Get Dancin and I Wanna Dance Wit’ Choo sold 7 million worldwide! I’m finally getting paid. I never got paid for all those millions I sold. Everybody’s rich and living in mansions. Those of us who were trailblazers ended up with no money. It’s a long story and process of anger which I let go.

Zeitgeist

I’ve got some time

MR

I left New York in ’72 and went to Hollywood to become a night club act.

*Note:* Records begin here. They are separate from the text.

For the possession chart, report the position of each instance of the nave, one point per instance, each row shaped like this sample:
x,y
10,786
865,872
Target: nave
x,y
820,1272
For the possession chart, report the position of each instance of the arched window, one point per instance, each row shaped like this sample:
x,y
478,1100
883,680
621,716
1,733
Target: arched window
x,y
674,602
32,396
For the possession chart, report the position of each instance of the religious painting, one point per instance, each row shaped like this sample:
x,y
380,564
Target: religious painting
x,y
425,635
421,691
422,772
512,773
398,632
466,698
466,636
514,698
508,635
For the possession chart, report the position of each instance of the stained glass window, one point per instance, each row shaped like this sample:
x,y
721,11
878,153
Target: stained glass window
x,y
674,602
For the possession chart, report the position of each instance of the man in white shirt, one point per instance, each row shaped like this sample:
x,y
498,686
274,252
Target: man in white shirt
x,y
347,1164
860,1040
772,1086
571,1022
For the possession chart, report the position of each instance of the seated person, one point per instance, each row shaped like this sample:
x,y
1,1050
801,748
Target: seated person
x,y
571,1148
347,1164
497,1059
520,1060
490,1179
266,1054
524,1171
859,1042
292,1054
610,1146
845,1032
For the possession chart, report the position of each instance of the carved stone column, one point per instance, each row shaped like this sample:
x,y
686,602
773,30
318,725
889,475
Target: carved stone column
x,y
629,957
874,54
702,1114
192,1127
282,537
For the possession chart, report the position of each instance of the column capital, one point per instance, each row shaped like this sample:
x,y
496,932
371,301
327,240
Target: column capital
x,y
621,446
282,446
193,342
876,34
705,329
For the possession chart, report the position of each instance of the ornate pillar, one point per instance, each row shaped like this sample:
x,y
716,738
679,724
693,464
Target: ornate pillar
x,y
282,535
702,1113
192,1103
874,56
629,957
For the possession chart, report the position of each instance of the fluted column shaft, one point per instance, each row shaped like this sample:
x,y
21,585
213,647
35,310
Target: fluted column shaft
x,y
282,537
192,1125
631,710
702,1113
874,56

I was drinking a lot, ended up crashing my car and Bob Crewe took me in and told me that I could have a hit record. But nobody wanted to buy Monti Rock! By that time, I was 28 and they don’t buy 28 y/o tired faggots who try to commit suicide and dance on The Tonight Show. So, Bob changed my name to Disco Tex and His Sex-O-Lettes. I gave a promise that Monti Rock was dead! I go back to New York and met up with entertainment lawyer Freddie Gershon and my life started again. Being a disco artist was the real beginning of my life. That thrust me into money, the limelight. I became a gay disco queen, along with Gloria Gaynor and Donna Summers. I did three albums and toured for about three years. But I hated the shows! You have all these people and they want to play, they want to sing, and everybody has a problem. It became like I was the Mother Superior of a bunch of losers! I decided I wanted out and I became an actor. That’s when I got Saturday Night Fever. I did nine minutes as the DJ, playing myself. I never thought it would be a hit. It was, and by that time I had become quite a big night club act.

Zeitgeist

But you didn’t really play yourself. The character you played was straight. Many people say that you had an opportunity to really represent for the gay community, but you didn’t. Why?

MR

In those days, there were no press agents. You were totally guarded by the media. They were very cruel to me because I didn’t want to talk about Bob Crewe and his money situation. I wouldn’t talk about Disco Tex. They tried to pigeon-hole me as a joke, novelty! It wasn’t until I met my agent Ruth Bowen of Queen Bee Booking who gave me the idea that I could ‘break through’ by being a Black act. It wasn’t a gay act anymore. I became an R&B act. The money stopped. The performing stopped. I became angry. I never allowed myself to talk about it again. Two years ago Vanity Fair did an article on me and I started to speak again. I became obsessed with getting Monti Rock back again, and realized that Bob Crewe and what he had created with Disco Tex and His Sex-O-Lettes was genius! I forgave him.

Zeitgeist

So you’re back in action now?

MR

Now I’m a columnist. I’m the Hedda Hopper (legendary gossip columnist) of Las Vegas! I’m an ordained minister. I do weddings by Reverend Monti Rock III. And I’m trying to do a show called Two Kings and a Queen- where you have Elvis Presley, Michael Jackson and me, The Queen!…It’s about survival. When your name is a myth, people don’t know if I’m alive or what. You change your ways if you wanna survive. No matter what card has been dealt me, I will survive! It’s never been about the money. It’s about the fame. I believe so much in my legacy!